General English


  • noun
    (written as RAID)
    a fast, fault tolerant disk drive system that uses multiple drives which would, typically, each store one byte of a word of data, so allowing the data to be saved faster.


  • (written as RAID)
    A storage unit consisting of multiple hard disks among which data is distributed, for increased performance, fault-tolerance, and data backup. A RAID employs disk striping to improve performance, and may also provide disk mirroring and error correction for fault-tolerance and data recovery. Such a disk array has a single controller and array manager. Used, for instance, in network servers. Also called RAID array, or RAID disk array.
  • (written as RAID)
    A method of data storage utilizing a RAID (1).

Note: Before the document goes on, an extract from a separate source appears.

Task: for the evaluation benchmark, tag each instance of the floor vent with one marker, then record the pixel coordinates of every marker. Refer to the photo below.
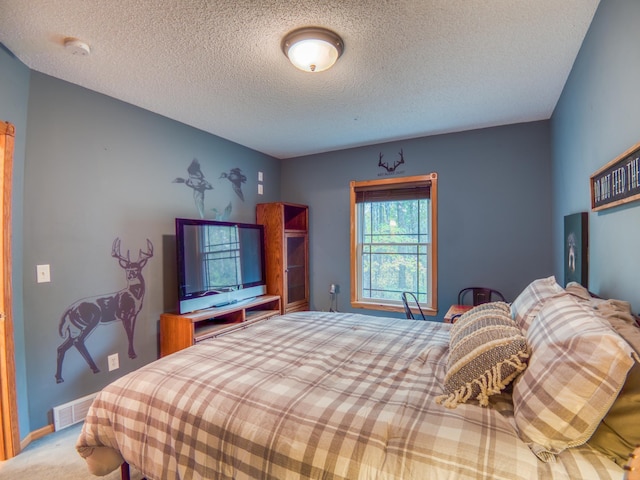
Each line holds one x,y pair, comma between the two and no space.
72,412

  • noun a military operation in which a small force enters enemy territory in order to cause casualties, destroy equipment or take prisoners, and then withdraws back to its own lines again
  • verb to carry out a raid

Origin & History of “raid”

Raid and road are doublets – that is to say, they have a common ancestor, but have diverged over the centuries. In this case the ancestor was Old English rād ‘riding’, hence ‘hostile incursion on horse-back’, a relative of ride. south of the border this developed to road, and lost its predatory connotations (although they are preserved in inroads), but in Scottish English it became raid. This had more or less died out by the end of the 16th century, but Sir Walter Scott revived it at the beginning of the 19th century, and it has gone from strength to strength ever since.